Concept

Nasreddine Dinet

Summary
Nasreddine Dinet (born as Alphonse-Étienne Dinet on 28 March 1861 – 24 December 1929, Paris) was a French orientalist painter and was one of the founders of the Société des Peintres Orientalistes [Society for French Orientalist Painters]. He became so enchanted with North Africa and its culture, that he converted to Islam, and was proficient in Arabic. In addition to his paintings, he translated Arabic literature into French. Born in Paris, Alphonse-Étienne Dinet, was the son of a prominent French judge, Philippe Léon Dinet and Marie Odile Boucher. In 1865 his sister Jeanne, who would be his biographer, was born. From 1871, he studied at the Lycée Henry IV, where the future president Alexandre Millerand was also among the students.

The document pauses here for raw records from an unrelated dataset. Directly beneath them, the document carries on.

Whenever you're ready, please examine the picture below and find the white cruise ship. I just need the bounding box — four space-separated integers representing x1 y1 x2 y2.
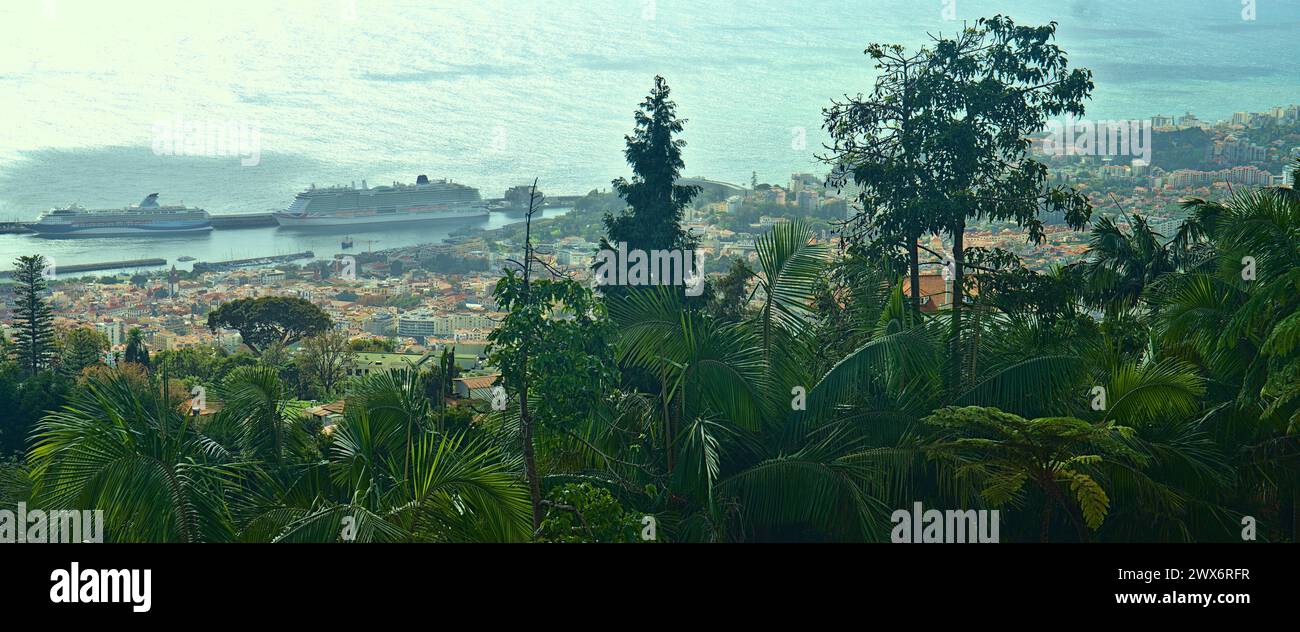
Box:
30 194 212 237
274 176 488 228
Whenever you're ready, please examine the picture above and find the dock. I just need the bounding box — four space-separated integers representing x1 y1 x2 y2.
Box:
0 259 166 278
194 250 316 272
212 213 276 230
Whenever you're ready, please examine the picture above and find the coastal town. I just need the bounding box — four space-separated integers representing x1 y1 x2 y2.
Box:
0 105 1300 387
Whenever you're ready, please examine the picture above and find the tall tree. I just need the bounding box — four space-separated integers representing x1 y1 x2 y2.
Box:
488 182 616 532
124 326 150 367
60 326 109 376
889 16 1093 391
208 296 330 355
605 77 701 251
823 44 939 312
295 329 356 398
13 255 55 375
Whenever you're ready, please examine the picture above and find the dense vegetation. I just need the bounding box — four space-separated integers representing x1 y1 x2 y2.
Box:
0 18 1300 542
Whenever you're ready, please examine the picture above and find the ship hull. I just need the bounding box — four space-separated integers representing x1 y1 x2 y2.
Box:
274 207 488 229
29 222 212 239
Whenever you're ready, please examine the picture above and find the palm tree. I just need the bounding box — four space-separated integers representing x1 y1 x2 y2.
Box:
926 406 1131 542
27 372 244 542
241 369 530 542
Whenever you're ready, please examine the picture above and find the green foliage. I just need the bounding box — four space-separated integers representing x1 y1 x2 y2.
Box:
605 77 699 251
208 296 330 355
13 255 55 375
59 326 109 376
537 482 641 542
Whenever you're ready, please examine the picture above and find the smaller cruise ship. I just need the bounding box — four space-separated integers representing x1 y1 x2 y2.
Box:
30 194 212 237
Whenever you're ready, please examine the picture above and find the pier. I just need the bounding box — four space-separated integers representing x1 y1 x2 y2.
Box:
0 259 166 278
194 250 316 272
212 213 276 230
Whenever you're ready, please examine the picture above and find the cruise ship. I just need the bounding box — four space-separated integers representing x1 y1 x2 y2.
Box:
274 176 488 228
30 194 212 237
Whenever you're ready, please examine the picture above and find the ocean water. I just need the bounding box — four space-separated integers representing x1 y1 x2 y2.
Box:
0 0 1300 267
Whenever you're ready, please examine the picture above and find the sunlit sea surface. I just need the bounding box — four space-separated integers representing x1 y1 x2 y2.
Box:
0 0 1300 268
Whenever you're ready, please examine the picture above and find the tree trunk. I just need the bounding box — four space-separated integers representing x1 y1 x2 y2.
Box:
949 220 966 397
907 235 920 320
1039 495 1056 544
519 392 542 533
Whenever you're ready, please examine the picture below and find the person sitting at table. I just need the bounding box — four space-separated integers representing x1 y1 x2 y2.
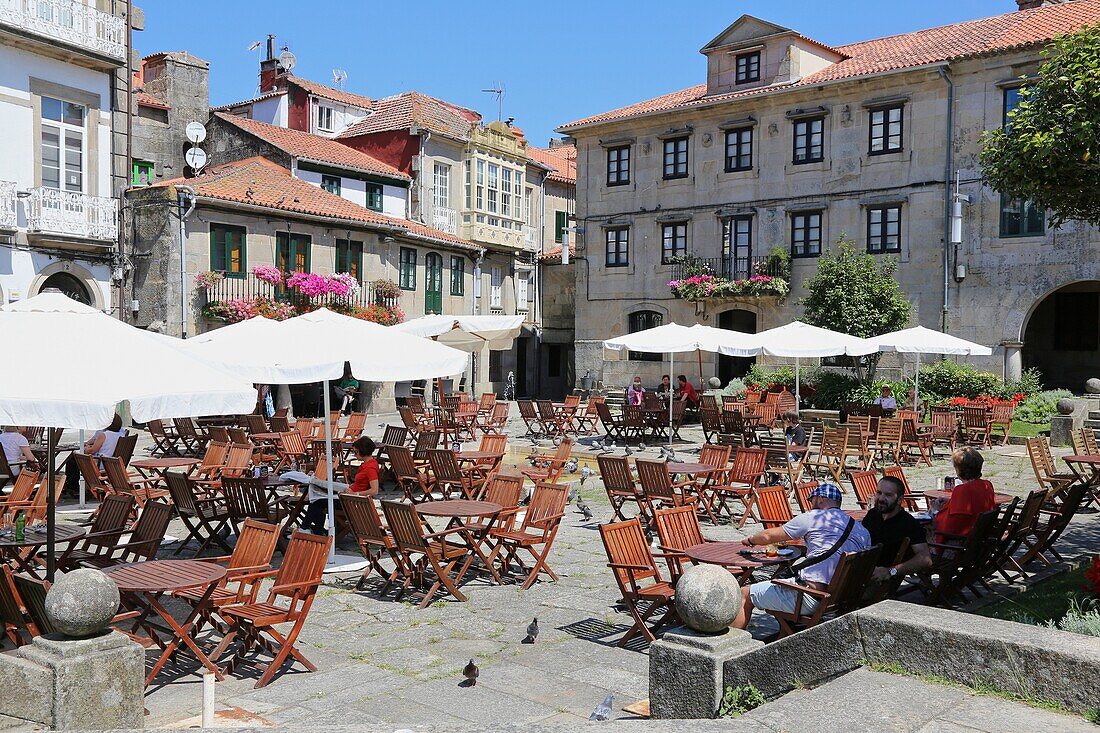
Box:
864 475 932 583
733 483 871 628
64 413 127 494
936 447 997 543
677 374 699 407
0 425 39 478
303 435 378 535
871 384 898 413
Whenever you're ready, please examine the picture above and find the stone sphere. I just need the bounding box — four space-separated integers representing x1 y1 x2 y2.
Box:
46 569 119 638
675 565 741 634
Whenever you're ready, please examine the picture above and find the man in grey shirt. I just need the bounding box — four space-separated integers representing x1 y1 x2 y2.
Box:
734 483 871 628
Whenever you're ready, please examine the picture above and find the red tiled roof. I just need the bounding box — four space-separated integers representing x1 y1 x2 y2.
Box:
285 74 374 109
527 145 576 185
215 112 411 180
338 91 482 140
151 156 482 251
559 0 1100 130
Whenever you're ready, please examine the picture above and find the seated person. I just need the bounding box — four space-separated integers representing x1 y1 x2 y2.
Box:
871 384 898 413
864 475 932 583
936 448 997 543
677 374 699 407
734 483 871 628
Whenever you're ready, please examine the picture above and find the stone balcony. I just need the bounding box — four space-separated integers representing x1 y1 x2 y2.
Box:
0 0 127 68
22 187 119 244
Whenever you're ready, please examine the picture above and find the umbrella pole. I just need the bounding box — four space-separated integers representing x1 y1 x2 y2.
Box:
322 380 337 565
45 427 57 582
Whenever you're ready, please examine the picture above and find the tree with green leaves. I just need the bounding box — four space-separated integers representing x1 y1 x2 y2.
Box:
800 234 911 380
981 25 1100 227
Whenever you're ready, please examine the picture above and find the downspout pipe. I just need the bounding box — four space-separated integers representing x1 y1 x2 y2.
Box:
936 66 955 333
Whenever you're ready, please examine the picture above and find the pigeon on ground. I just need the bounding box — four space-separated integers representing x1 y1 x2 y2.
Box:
462 659 481 686
523 616 539 644
589 692 612 721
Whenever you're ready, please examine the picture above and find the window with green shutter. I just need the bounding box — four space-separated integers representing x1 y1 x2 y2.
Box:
210 223 248 278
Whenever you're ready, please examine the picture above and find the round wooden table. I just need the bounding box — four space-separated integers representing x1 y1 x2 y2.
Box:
103 560 226 687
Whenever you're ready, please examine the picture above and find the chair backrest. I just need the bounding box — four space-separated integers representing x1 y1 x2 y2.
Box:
752 486 794 529
653 506 706 551
600 517 661 595
848 471 879 508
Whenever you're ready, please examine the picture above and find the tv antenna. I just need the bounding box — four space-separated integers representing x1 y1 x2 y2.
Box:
482 81 505 121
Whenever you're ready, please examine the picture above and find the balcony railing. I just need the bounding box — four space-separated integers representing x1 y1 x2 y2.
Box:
0 0 127 62
431 206 459 234
0 180 18 229
23 187 119 241
672 256 788 280
206 273 400 308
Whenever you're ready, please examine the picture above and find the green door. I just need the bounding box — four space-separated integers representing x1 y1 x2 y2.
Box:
424 252 443 315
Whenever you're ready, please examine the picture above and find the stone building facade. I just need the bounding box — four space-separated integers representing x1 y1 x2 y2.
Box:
559 0 1100 390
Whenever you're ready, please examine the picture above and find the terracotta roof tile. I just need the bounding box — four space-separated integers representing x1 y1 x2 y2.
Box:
215 112 410 180
559 0 1100 130
339 91 482 140
151 156 482 251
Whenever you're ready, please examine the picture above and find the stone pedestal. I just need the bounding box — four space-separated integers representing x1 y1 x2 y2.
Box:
649 626 763 719
0 632 145 731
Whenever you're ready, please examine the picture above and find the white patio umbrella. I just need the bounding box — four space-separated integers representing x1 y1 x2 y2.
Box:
0 293 256 577
722 320 879 406
867 326 993 409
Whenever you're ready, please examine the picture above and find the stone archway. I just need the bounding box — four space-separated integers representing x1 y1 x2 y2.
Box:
1021 281 1100 393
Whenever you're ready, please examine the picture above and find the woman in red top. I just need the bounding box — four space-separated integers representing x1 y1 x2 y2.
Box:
936 448 997 541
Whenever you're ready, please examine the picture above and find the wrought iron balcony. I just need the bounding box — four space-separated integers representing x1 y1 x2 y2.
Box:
431 206 459 234
23 187 119 242
0 180 19 229
0 0 127 64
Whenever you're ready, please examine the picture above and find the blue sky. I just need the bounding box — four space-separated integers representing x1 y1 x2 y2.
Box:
141 0 1015 145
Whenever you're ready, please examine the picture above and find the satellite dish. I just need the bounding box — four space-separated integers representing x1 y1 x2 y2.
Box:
184 147 207 172
186 122 206 143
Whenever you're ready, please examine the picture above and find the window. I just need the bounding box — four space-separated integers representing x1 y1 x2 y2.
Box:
607 145 630 186
130 161 153 186
275 231 312 272
726 128 752 173
661 221 688 264
321 171 340 196
868 105 905 155
1054 293 1100 351
210 223 249 280
397 247 416 291
1001 194 1046 237
317 105 332 132
336 239 363 282
664 138 688 178
432 163 451 209
42 97 87 193
791 211 822 258
451 254 466 295
627 310 664 361
366 183 382 211
736 51 760 84
794 117 825 163
867 206 901 254
553 211 569 244
604 227 630 267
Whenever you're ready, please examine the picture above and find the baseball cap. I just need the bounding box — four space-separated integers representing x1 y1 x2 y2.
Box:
810 483 840 503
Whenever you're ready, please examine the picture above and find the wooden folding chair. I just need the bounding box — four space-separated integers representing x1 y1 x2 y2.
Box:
212 532 332 688
490 482 569 590
600 517 680 646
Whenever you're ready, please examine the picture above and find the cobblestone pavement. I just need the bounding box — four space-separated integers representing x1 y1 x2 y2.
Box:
53 416 1100 727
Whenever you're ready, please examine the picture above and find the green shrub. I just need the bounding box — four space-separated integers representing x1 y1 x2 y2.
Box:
1013 390 1074 425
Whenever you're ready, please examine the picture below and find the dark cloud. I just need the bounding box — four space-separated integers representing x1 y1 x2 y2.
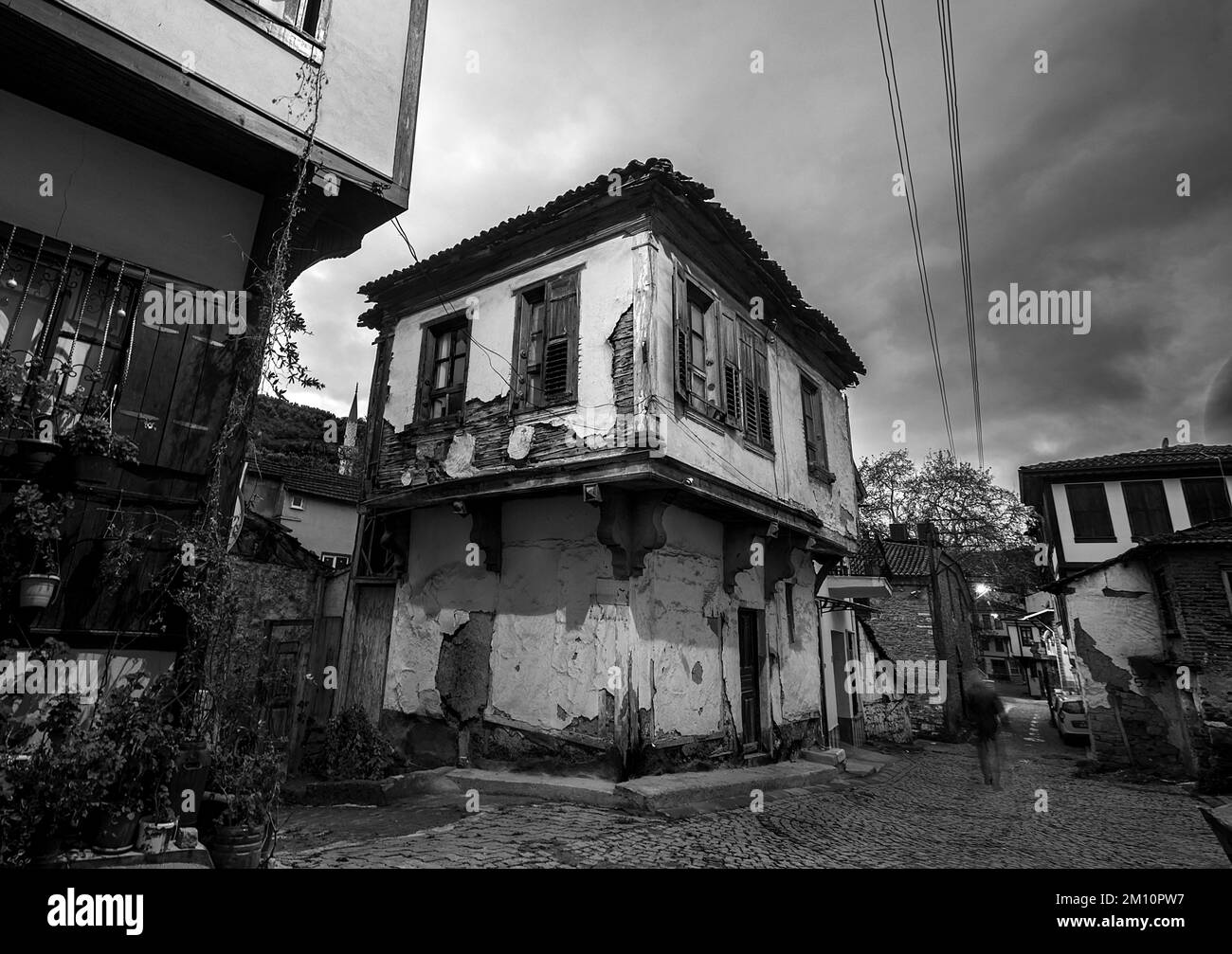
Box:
295 0 1232 485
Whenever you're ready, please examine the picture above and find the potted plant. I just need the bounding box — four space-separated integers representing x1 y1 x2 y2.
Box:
13 484 71 608
204 746 281 868
136 785 179 855
5 358 61 477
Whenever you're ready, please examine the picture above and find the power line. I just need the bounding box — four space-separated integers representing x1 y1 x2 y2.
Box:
872 0 957 457
936 0 985 469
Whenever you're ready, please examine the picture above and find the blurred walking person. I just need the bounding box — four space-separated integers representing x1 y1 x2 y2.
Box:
966 672 1009 791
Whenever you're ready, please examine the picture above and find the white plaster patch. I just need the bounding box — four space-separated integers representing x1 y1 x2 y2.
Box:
436 609 471 637
505 423 534 460
444 431 480 477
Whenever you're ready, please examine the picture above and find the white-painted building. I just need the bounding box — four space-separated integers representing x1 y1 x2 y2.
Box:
344 160 863 773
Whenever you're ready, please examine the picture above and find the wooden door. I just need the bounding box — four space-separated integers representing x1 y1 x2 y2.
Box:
346 584 394 723
736 609 761 748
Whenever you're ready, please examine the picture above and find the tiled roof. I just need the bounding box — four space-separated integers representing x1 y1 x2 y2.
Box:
360 159 867 383
1019 444 1232 474
1042 517 1232 592
249 461 360 503
1134 517 1232 549
849 540 929 576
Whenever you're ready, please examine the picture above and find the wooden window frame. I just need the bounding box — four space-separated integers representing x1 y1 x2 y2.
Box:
1121 480 1173 540
672 256 773 457
509 264 584 415
1063 481 1116 543
413 312 475 428
800 374 835 482
1180 477 1232 527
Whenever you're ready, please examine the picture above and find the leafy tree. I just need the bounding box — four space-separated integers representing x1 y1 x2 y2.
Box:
860 449 1038 592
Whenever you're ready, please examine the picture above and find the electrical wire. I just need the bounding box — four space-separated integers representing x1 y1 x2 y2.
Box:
872 0 957 457
936 0 985 469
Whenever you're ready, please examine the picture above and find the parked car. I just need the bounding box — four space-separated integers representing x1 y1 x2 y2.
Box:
1057 695 1091 743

Upon graduation in 1881 he enrolled in the École nationale supérieure des Beaux-Arts and entered the studio of Victor Galland. The following year he studied under William Bouguereau and Tony Robert-Fleury at the Académie Julian. He also exhibited for the first time at the Salon des artistes français. Dinet made his first trip to Bou Saâda by the Ouled Naïl Range in northern Algeria in 1884, with a team of entomologists. The following year he made a second trip on a government scholarship, this time to Laghouat. At that time he painted his first two Algerian pictures: les Terrasses de Laghouat and l’Oued M’Sila après l’orage. He won the silver medal for painting at the Exposition Universelle in 1889, and in the same year founded the Société Nationale des Beaux-Arts along with Meissonier, Puvis de Chavannes, Rodin, Carolus-Duran and Charles Cottet. In 1887 he further founded with Léonce Bénédite, director of the Musée du Luxembourg, the Société des Peintres Orientalistes Français. In 1903 he bought a house in Bou Saâda and spent three quarters of each year there. Dinet became so enchanted with North Africa and its culture, that he eventually converted to Islam. He announced his conversion to Islam in a private letter of 1908, and completed his formal conversion in 1913 in Zawiyet El Hamel, upon which he changed his name to Nasr’Eddine Dinet.